Le Palais des sports de Gerland est assailli de toutes parts. Des files interminables s’impatientent, militants, simples citoyens, curieux…tout ce petit monde attend patiemment que les grandes portes s’ouvrent enfin. Tiens donc il me semblerait presque que nous sommes à un concert…

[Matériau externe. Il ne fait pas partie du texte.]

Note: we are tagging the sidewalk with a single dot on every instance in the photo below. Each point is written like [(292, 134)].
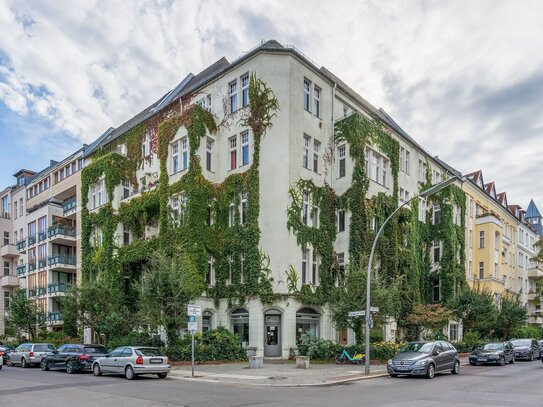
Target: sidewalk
[(278, 373)]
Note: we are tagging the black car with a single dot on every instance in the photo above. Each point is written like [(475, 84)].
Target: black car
[(5, 350), (73, 357), (526, 349), (424, 359), (498, 353)]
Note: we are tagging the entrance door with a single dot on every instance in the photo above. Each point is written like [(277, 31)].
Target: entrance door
[(272, 336)]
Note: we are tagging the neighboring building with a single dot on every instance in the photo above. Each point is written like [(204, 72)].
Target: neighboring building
[(298, 147)]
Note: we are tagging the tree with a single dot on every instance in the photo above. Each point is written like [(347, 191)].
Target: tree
[(24, 315), (168, 284), (477, 310), (430, 316), (512, 315), (352, 297)]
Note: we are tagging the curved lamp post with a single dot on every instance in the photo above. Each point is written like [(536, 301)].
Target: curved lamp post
[(430, 191)]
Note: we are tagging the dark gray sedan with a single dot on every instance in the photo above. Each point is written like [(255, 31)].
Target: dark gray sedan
[(132, 361), (424, 359)]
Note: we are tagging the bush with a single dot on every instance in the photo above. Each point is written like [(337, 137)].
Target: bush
[(215, 344), (135, 339)]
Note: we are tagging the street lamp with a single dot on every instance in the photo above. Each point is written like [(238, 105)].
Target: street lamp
[(430, 191)]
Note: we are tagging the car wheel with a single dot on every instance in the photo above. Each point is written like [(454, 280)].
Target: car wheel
[(70, 368), (431, 371), (456, 368), (96, 370), (129, 373)]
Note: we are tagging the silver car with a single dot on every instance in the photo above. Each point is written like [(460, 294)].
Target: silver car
[(28, 354), (132, 361)]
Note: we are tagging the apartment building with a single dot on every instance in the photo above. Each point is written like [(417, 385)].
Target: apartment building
[(299, 146)]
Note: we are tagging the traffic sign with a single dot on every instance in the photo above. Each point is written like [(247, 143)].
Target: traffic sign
[(194, 310)]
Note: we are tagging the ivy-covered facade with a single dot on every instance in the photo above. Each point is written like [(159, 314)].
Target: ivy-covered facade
[(271, 177)]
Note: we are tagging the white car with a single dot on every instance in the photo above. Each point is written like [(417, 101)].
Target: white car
[(132, 361)]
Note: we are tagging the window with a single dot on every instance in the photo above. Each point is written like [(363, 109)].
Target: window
[(185, 152), (317, 101), (175, 157), (405, 160), (305, 258), (305, 159), (233, 96), (245, 148), (233, 141), (244, 204), (316, 155), (341, 220), (209, 153), (244, 90), (481, 269), (307, 95), (342, 157)]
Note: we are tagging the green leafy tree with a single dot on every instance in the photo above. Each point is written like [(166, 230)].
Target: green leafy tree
[(168, 284), (477, 310), (24, 315), (512, 315)]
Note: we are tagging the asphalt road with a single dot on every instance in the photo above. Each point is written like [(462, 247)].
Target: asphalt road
[(511, 385)]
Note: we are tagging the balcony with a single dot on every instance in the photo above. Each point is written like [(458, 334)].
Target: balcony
[(9, 281), (58, 288), (63, 235), (70, 207), (31, 240), (62, 262), (21, 270), (9, 250), (21, 245)]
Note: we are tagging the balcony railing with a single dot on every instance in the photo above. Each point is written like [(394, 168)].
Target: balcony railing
[(21, 244), (70, 205), (54, 316), (58, 288), (61, 230), (21, 270), (62, 259), (31, 240)]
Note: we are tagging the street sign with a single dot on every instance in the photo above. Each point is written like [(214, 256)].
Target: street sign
[(194, 310)]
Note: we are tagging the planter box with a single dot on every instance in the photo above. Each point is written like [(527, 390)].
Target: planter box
[(256, 362), (302, 362)]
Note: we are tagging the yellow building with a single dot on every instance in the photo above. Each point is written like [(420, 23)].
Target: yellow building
[(491, 236)]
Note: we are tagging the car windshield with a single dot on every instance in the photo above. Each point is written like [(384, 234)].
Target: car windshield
[(421, 347), (95, 349), (148, 352), (491, 346), (522, 342)]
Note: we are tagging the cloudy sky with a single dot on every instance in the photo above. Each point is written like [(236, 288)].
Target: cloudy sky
[(463, 77)]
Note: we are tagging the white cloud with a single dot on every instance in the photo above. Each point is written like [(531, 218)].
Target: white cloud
[(451, 73)]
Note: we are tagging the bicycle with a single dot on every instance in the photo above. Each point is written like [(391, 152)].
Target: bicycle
[(342, 357)]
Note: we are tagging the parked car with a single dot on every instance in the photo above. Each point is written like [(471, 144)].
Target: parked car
[(132, 361), (424, 359), (526, 349), (495, 352), (28, 354), (5, 350), (73, 357)]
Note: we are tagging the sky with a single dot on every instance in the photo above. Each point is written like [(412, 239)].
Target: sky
[(464, 78)]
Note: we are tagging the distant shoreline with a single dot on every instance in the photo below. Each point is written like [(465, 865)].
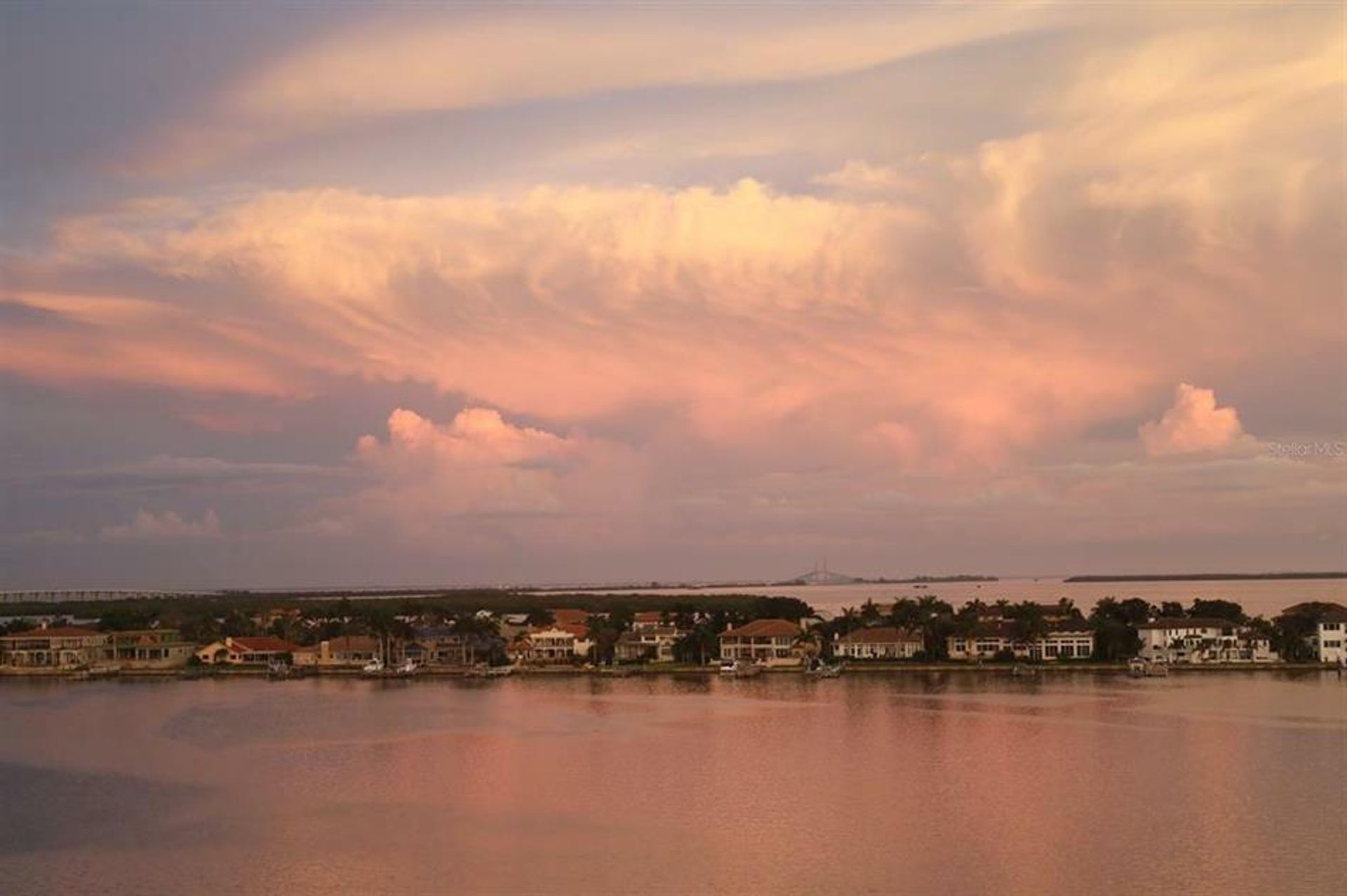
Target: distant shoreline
[(647, 671), (1207, 577)]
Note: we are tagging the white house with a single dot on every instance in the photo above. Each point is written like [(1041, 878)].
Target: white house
[(881, 642), (1203, 641), (1331, 638), (768, 642), (1064, 639), (654, 643), (551, 644)]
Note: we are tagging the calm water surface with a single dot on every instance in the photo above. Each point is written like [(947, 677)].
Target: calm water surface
[(944, 783)]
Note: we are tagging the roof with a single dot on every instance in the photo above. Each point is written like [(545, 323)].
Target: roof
[(262, 644), (1196, 622), (60, 631), (880, 635), (1010, 631), (763, 628), (354, 643)]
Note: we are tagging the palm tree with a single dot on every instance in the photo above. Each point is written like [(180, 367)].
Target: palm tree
[(807, 642)]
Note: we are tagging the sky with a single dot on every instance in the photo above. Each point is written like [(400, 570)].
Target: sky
[(319, 294)]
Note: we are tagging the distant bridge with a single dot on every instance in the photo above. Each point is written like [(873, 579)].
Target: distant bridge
[(61, 596)]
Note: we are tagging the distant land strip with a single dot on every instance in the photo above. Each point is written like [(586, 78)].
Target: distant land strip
[(1206, 577)]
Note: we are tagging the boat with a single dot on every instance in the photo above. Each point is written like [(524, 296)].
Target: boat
[(279, 671), (739, 669), (818, 669), (489, 671)]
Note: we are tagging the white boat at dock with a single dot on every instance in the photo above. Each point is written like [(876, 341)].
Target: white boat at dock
[(739, 669)]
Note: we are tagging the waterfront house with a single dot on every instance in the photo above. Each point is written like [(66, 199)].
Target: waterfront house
[(550, 644), (1061, 639), (336, 653), (149, 648), (570, 616), (1202, 641), (512, 625), (54, 647), (880, 642), (243, 651), (1331, 638), (652, 644), (446, 646), (647, 620), (768, 642)]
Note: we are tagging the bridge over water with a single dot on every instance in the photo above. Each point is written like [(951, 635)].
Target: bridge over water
[(61, 596)]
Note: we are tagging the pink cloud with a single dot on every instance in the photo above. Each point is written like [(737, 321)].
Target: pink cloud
[(1193, 423), (168, 526)]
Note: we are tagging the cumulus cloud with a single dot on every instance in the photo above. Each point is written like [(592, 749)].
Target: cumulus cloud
[(1193, 423), (168, 526), (907, 304), (481, 465)]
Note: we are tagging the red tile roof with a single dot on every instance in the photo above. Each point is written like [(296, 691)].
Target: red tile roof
[(262, 644), (763, 628)]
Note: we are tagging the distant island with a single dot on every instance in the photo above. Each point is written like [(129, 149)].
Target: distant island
[(826, 577), (1206, 577)]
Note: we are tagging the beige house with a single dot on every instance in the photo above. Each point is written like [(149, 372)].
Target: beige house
[(881, 642), (767, 642), (354, 650), (652, 644), (149, 648), (1064, 639), (55, 647), (244, 651)]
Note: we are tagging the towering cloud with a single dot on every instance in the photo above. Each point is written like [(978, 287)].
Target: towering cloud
[(1194, 423)]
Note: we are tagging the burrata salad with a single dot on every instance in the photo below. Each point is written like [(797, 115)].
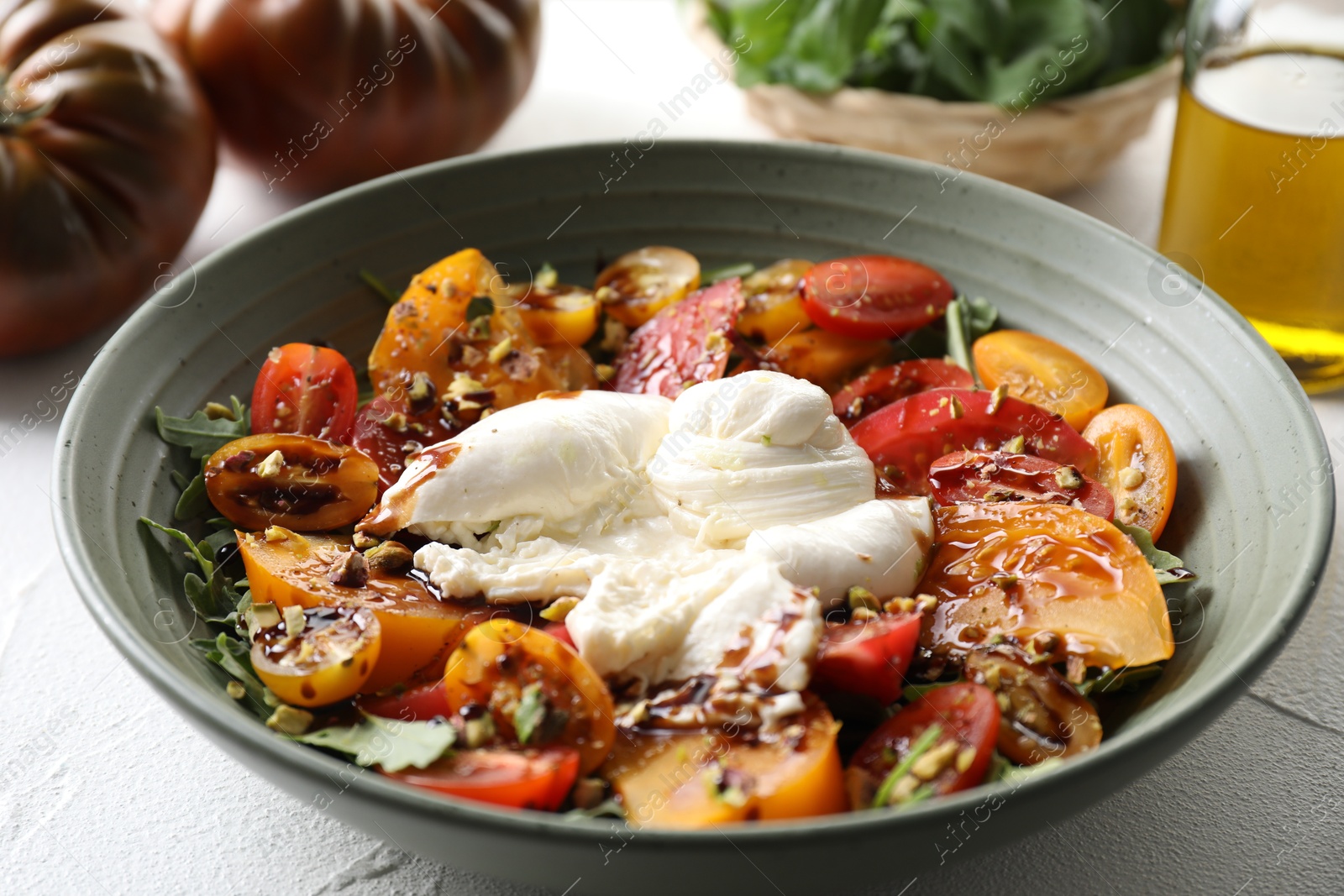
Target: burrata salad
[(683, 547)]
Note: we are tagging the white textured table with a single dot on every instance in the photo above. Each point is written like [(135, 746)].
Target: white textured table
[(104, 790)]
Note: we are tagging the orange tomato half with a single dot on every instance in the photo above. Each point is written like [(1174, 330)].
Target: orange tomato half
[(699, 779), (417, 629), (1137, 465), (1026, 569), (1042, 372)]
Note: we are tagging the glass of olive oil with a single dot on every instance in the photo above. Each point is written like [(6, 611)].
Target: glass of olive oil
[(1256, 194)]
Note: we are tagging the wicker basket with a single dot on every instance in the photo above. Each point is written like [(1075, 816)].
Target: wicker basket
[(1048, 148)]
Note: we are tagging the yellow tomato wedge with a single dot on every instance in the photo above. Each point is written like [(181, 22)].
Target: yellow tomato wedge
[(315, 658), (506, 668), (1043, 372), (773, 305), (417, 629), (827, 359), (1137, 465), (699, 779), (1027, 569)]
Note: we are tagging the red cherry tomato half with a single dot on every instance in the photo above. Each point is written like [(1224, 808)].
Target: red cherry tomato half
[(867, 658), (414, 705), (904, 438), (887, 385), (874, 296), (390, 434), (999, 476), (308, 390), (504, 777), (958, 755)]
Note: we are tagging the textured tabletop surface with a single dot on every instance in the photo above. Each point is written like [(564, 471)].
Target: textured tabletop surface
[(105, 790)]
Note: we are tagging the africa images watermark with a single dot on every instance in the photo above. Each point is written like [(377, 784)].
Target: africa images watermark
[(299, 149)]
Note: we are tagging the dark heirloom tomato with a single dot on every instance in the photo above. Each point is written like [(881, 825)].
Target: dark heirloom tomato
[(887, 385), (867, 658), (999, 476), (938, 745), (320, 94), (683, 344), (108, 152), (874, 296), (1043, 716), (292, 481), (307, 390), (907, 436)]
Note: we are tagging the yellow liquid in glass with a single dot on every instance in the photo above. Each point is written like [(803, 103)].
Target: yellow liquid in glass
[(1256, 201)]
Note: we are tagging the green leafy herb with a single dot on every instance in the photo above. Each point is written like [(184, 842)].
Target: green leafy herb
[(378, 286), (1011, 53), (389, 743), (922, 745), (530, 714), (968, 320), (202, 434), (1167, 566)]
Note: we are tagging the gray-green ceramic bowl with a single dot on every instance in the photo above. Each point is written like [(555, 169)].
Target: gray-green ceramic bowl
[(1254, 508)]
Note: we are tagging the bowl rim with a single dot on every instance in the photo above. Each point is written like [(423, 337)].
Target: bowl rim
[(1202, 701)]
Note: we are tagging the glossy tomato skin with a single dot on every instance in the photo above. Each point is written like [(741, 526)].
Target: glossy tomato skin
[(999, 476), (316, 486), (887, 385), (874, 296), (683, 344), (503, 777), (968, 716), (109, 150), (906, 437), (308, 390), (316, 94), (867, 658)]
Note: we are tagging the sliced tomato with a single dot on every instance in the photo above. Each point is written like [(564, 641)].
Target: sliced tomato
[(999, 476), (503, 777), (293, 481), (887, 385), (413, 705), (683, 344), (307, 390), (874, 296), (1053, 571), (956, 757), (867, 658), (390, 432), (906, 437)]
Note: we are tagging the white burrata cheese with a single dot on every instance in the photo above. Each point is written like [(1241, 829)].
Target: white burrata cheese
[(694, 532)]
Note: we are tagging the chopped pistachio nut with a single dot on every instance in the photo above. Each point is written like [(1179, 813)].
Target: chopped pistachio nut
[(1068, 477), (295, 620), (860, 597), (289, 720), (479, 731), (273, 464), (559, 609), (217, 411), (501, 349)]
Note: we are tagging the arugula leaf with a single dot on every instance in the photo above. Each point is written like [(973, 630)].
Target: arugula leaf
[(378, 286), (202, 434), (390, 743), (1167, 566), (968, 320)]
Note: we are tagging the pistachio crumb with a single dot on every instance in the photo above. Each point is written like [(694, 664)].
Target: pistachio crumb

Mais non c’est bien François Hollande, candidat socialiste à la présidentielle qu’ils sont venus voir. Mais les 7500 places que contient le Palais des sports ne seront pas suffisantes, heureusement un écran géant été installé à l’extérieur. Au total c’est plus de 10 000 personnes qui seront venues écouter le candidat toujours en tête dans les sondages.
18h30 : la salle est bouillante. Il est vrai qu’après l’introduction de Filipetti présentant le combat traditionnel de la gauche (vidéo de Léon Blum, Mitterand à l’appui), faisant intervenir Daniel Piccoli puis Gérard Collomb (maire socialiste de Lyon), les spectateurs brûlent d’envie de voir apparaitre le candidat. C’est à grand renfort de « Hollande président » qu’ils appellent leur élu, finalement c’est dans un tonnerre d’applaudissement et sur une mélodie plutôt rock que le candidat apparait s’autorisant un bain de foule jusqu’à la scène.

 

Premiers mots, premier cheval de bataille : la lutte contre le chômage qui atteint 10% en France c’est selon lui un facteur d’affaiblissement de la France. Il dresse ensuite la liste (et elle est longue) de tout ce qui fait que nous sommes en crise : faiblesse des exportations, trop d’importations (déficit de la balance commerciale), l’endettement (300 milliards en 5 ans, sous-entendu pendant le quinquennat de Nicolas Sarkozy), multiplication de nouveaux impôts, «la finance folle venue des Etats-Unis». 
Vient ensuite le moment de critiquer le candidat sortant UMP, là aussi il ne manque pas de défauts : mettre au cœur de la société les puissants, les plus riches en délaissant les ouvriers, les classes moyennes qui font la richesse de la France, il est également accusé d’attiser la haine entre les français, de créer la division.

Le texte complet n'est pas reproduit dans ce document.